Table of Contents:
The investment landscape in Italy
In 2024, the analysis conducted by Pictet Asset Management revealed that 47% of Italian investors focus on bonds, while 22% prefer to invest in real estate. These data highlight a certain caution on the part of investors, who tend to take refuge in assets considered safer, such as government bonds and the real estate market. However, the low propensity to invest in equities, which stands at only 9%, raises questions about the diversification of portfolios and the ability of investors
to face future economic challenges.
The young generation and investments
An interesting aspect that emerged from the research is the behavior of young savers. Although they are the most suitable for investing in stocks for a long-term time horizon, they show limited interest in financial instruments such as Accumulation Plans (PACs) and supplementary pension provision. This paradox could stem from a lack of knowledge and awareness about the investment opportunities available. It is crucial that young people are educated on how to manage their money and how to plan for their financial future
.
Savings objectives and sources of information
The research has also highlighted the motivations behind saving. 41% of the interviewees said they want to improve their financial skills to carry out their life projects, while 25% want to learn how to save.
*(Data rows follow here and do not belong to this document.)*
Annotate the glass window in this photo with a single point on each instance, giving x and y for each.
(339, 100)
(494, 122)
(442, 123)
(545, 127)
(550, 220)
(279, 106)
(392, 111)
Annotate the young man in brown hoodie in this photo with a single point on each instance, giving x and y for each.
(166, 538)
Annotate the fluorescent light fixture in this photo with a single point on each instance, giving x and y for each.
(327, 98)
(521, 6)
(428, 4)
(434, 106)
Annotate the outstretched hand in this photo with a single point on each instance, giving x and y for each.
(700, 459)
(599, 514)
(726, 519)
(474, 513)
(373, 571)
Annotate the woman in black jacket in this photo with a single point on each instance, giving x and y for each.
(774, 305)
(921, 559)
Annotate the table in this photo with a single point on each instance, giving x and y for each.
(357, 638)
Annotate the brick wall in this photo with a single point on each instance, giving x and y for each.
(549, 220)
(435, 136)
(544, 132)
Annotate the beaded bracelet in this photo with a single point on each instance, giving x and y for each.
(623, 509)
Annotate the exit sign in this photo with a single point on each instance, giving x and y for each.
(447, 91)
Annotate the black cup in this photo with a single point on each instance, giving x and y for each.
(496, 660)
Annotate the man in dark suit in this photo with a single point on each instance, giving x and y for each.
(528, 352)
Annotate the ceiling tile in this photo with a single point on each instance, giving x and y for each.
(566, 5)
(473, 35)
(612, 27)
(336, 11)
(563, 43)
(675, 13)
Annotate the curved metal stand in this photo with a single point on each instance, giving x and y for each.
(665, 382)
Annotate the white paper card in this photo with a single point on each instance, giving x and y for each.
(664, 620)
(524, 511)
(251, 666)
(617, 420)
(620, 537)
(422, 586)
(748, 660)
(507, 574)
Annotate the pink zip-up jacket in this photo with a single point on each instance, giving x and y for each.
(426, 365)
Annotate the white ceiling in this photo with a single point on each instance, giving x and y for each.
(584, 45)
In addition, 60% of respondents emphasized the importance of saving to create a solid financial base and a protective cushion against unforeseen events. In this context, social media are confirmed as a privileged source of information, with Instagram emerging as the preferred channel for young people to seek investment advice
.
The future of financial literacy in Italy
With the increasing complexity of financial markets and economic uncertainties, it is crucial that Italians develop greater financial literacy. Institutions and organizations must work together to provide educational resources and tools that can help citizens make informed decisions about their investments. Only through a better understanding of financial dynamics will it be possible to face future challenges and build a stronger economic future.